MOGPR performance analysis & improvements

Open-EO / FuseTS

Time series Fusion toolbox integrated with openEO

https://open-eo.github.io/FuseTS/

Other

22 stars 3 forks source link

MOGPR performance analysis & improvements #75

Open jdries opened 1 year ago

jdries commented 1 year ago

The current MOGPR implementation can be quite heavy, especially when computing/training a new model per timeseries, but also the basic inference.
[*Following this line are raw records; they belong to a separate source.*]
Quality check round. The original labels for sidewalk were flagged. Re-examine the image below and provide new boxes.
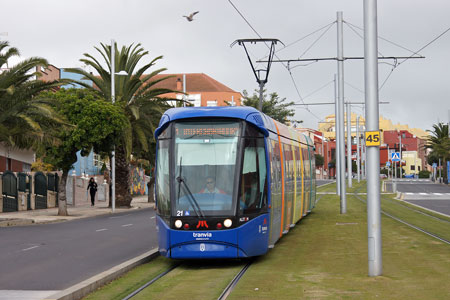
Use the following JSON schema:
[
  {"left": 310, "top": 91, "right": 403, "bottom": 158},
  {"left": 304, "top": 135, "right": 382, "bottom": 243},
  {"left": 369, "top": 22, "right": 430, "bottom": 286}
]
[{"left": 0, "top": 195, "right": 154, "bottom": 227}]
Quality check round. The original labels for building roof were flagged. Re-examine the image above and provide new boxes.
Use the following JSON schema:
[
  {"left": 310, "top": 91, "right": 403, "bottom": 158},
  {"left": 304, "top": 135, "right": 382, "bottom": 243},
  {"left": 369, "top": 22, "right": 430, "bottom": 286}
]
[{"left": 152, "top": 73, "right": 237, "bottom": 94}]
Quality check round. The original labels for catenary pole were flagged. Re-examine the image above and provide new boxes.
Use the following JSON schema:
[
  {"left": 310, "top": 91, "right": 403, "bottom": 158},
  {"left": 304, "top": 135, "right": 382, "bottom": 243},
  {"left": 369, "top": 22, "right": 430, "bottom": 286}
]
[
  {"left": 364, "top": 0, "right": 383, "bottom": 276},
  {"left": 356, "top": 116, "right": 361, "bottom": 183},
  {"left": 399, "top": 131, "right": 403, "bottom": 178},
  {"left": 111, "top": 40, "right": 116, "bottom": 212},
  {"left": 337, "top": 11, "right": 347, "bottom": 214},
  {"left": 334, "top": 74, "right": 341, "bottom": 196},
  {"left": 347, "top": 102, "right": 353, "bottom": 188},
  {"left": 183, "top": 74, "right": 186, "bottom": 107}
]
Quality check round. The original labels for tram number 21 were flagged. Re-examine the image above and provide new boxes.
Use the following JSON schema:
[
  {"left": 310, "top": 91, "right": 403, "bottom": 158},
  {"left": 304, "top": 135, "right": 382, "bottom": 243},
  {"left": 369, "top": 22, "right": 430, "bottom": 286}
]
[{"left": 366, "top": 131, "right": 381, "bottom": 146}]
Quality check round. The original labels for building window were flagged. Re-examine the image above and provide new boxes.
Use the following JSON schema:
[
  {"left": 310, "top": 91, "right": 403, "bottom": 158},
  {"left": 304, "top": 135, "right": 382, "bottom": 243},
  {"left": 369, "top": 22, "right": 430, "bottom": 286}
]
[{"left": 22, "top": 163, "right": 31, "bottom": 172}]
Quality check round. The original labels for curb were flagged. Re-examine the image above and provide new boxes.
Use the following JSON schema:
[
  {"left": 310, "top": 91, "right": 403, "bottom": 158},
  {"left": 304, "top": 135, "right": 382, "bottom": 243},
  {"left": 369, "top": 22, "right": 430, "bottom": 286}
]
[
  {"left": 44, "top": 249, "right": 159, "bottom": 300},
  {"left": 0, "top": 219, "right": 34, "bottom": 227}
]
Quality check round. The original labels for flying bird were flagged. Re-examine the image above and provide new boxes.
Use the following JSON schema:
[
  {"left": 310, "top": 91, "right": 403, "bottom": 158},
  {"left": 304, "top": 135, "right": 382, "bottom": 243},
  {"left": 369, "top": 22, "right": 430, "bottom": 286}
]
[{"left": 183, "top": 11, "right": 199, "bottom": 22}]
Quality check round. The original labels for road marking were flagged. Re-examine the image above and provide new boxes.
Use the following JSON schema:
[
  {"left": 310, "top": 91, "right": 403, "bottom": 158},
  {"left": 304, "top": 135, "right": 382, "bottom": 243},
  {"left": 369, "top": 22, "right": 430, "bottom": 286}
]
[
  {"left": 22, "top": 246, "right": 39, "bottom": 251},
  {"left": 109, "top": 214, "right": 131, "bottom": 219}
]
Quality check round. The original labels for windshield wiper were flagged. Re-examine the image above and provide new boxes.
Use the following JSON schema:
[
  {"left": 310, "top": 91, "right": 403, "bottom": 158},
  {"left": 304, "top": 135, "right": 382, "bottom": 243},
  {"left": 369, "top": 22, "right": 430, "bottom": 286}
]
[{"left": 176, "top": 157, "right": 205, "bottom": 218}]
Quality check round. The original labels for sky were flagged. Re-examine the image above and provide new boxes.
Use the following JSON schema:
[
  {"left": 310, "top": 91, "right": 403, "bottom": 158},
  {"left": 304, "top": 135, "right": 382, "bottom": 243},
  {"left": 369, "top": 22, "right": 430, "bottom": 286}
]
[{"left": 0, "top": 0, "right": 450, "bottom": 130}]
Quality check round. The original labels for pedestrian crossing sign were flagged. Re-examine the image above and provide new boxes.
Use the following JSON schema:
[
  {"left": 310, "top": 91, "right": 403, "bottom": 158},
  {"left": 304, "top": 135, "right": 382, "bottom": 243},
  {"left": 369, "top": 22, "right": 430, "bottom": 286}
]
[{"left": 391, "top": 152, "right": 400, "bottom": 161}]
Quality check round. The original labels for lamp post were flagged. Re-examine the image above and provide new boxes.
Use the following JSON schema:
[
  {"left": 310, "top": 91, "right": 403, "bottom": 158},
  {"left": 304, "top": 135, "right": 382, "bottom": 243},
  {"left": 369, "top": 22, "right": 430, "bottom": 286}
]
[{"left": 111, "top": 40, "right": 128, "bottom": 212}]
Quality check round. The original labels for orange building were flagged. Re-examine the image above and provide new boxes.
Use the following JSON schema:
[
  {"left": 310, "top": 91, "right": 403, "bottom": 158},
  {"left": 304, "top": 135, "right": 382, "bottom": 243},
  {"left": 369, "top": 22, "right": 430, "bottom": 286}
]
[{"left": 154, "top": 73, "right": 242, "bottom": 106}]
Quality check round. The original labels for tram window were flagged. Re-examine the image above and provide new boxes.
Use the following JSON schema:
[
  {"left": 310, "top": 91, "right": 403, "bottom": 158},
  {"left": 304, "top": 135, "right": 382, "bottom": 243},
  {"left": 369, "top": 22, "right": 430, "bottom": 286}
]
[
  {"left": 158, "top": 124, "right": 172, "bottom": 140},
  {"left": 155, "top": 140, "right": 170, "bottom": 216},
  {"left": 172, "top": 121, "right": 241, "bottom": 216},
  {"left": 239, "top": 139, "right": 267, "bottom": 214}
]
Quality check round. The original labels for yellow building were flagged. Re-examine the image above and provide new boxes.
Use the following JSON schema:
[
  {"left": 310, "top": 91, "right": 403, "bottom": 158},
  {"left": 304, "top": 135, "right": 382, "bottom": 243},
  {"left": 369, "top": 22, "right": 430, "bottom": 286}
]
[
  {"left": 319, "top": 113, "right": 428, "bottom": 143},
  {"left": 402, "top": 151, "right": 422, "bottom": 175}
]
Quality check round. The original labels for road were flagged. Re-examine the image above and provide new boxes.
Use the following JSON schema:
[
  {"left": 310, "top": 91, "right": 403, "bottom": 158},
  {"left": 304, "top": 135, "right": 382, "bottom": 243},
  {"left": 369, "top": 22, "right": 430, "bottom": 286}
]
[
  {"left": 0, "top": 209, "right": 157, "bottom": 292},
  {"left": 387, "top": 179, "right": 450, "bottom": 216}
]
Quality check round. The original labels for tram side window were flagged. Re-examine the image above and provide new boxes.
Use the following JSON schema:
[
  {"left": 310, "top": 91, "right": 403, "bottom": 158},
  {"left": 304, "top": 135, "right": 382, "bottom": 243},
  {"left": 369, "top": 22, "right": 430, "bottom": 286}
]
[
  {"left": 155, "top": 140, "right": 170, "bottom": 217},
  {"left": 239, "top": 139, "right": 267, "bottom": 214}
]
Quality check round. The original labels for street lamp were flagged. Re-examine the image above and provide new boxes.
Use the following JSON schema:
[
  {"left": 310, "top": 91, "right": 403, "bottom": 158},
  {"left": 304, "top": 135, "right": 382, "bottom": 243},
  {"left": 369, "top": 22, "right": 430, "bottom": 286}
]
[{"left": 111, "top": 40, "right": 128, "bottom": 212}]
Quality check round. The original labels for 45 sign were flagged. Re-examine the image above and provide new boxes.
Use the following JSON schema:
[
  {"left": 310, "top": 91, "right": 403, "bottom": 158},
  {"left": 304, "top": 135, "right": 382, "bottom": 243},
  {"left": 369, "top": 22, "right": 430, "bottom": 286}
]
[{"left": 365, "top": 131, "right": 381, "bottom": 147}]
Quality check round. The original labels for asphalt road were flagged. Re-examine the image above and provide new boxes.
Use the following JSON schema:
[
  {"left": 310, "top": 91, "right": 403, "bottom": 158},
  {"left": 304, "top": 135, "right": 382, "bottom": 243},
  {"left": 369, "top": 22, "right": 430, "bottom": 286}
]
[{"left": 0, "top": 209, "right": 157, "bottom": 290}]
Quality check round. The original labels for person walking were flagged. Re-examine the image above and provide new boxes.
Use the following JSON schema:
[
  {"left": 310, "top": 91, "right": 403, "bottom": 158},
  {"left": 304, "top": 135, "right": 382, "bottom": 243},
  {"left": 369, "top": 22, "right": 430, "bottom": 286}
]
[{"left": 87, "top": 177, "right": 97, "bottom": 206}]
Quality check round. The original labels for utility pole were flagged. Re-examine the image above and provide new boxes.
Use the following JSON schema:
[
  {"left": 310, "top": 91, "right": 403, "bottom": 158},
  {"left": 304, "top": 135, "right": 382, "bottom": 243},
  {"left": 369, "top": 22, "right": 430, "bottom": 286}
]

The main work for this is being done in the GPy library, which also has a successor based on Tensorflow (GPFlow). Hence the most obvious thing to try first, is porting to this tensorflow based library: https://gpflow.github.io/GPflow/develop/notebooks/advanced/multioutput.html

Current GPy model training: https://github.com/Open-EO/FuseTS/blob/main/src/fusets/mogpr.py#L364 And inference: https://github.com/Open-EO/FuseTS/blob/main/src/fusets/mogpr.py#L389

Note that there's also the idea of avoiding to retrain the model per pixel, which is a separate issue!

mlubej commented 1 year ago

Thanks, I will share this with our experts to see if we can push it to our agenda and take a look. Will keep you posted

mlubej commented 1 year ago

We looked at the code for MOGPR. We prepared a snippet for running and debugging the core functionality.
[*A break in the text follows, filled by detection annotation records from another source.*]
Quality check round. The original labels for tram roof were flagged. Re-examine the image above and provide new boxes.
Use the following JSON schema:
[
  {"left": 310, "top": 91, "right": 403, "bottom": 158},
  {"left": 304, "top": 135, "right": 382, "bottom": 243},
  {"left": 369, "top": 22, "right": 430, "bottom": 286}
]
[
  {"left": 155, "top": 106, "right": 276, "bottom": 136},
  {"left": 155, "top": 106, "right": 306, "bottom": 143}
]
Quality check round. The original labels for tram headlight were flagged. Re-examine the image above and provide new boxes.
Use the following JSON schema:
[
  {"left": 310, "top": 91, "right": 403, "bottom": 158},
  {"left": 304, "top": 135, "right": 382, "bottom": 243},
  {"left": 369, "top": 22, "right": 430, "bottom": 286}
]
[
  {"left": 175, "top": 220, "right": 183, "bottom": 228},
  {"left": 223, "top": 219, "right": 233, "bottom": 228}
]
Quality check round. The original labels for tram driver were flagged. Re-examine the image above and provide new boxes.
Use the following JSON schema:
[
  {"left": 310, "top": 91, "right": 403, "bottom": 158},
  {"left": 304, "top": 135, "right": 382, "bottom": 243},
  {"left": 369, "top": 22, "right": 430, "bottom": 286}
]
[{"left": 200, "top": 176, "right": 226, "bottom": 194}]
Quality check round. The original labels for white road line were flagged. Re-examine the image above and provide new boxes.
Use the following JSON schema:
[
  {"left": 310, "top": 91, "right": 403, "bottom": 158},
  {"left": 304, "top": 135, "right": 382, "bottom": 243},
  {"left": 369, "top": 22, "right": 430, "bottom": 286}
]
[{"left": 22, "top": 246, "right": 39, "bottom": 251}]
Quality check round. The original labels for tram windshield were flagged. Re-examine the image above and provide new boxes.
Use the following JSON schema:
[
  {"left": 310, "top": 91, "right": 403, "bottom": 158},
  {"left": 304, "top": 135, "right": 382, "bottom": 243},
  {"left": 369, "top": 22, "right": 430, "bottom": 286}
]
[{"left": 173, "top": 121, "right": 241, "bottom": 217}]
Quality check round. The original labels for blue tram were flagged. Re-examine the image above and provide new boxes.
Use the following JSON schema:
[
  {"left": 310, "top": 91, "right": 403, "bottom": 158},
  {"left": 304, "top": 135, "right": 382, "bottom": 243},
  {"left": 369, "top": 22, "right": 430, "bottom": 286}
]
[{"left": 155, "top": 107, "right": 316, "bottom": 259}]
Our first impression was that the code could be written in a bit more pythonic way, however, after running the profiler we noticed that the majority of time is spent at training, so we're confirming findings from others. Making the code more pythonic wouldn't make a dent.

The code was run on the test dataset used in the notebook. Here are the results:

Total time spent in the optimization (training) part is ~1000 s, which is 90% of total time and ~0.16 s per pixel in average (quite slow). In order to run things as they are, one would need to optimize to the order of the 1 ms per pixel level to make things fast enough to be useful and convenient.

We had a quick look at the GPFlow library, suggested by @jdries. It does look like a drop in replacement for the GPy library, so @veseln and I will try to make this change to see if there is a speed improvement.

While we're on the topic. I think there is a bigger issue here. This method requires training the MOGPR model for each pixel. This is the main problem of the slowness of this approach. It seems to me that such an approach is also inherently suboptimal, or even wrong. One of the main issues (putting slowness aside) is probably bad performance when the pixel data is bad. Not having NDVI due to all obs. being cloudy means that the training for this particular pixel will be sh*t/fail, and the output will be useless, while there exist plenty of other pixels with similar phenology and plenty of data to be used for training and creating a useful model.

I don't believe the GPy authors did a bad job writing their code, additionally the library seems to be quite popular, so I don't think the core functionality is slow and sub-optimal. This is why I'm not so optimistic about the GPFlow library making much difference. It all points more in the direction of us using it wrong. I believe it would be better to have an inherently different approach to solving this problem, e.g. having a collection of seed timeseries on which to pre-train the model and then use these models on the timeseries at hand.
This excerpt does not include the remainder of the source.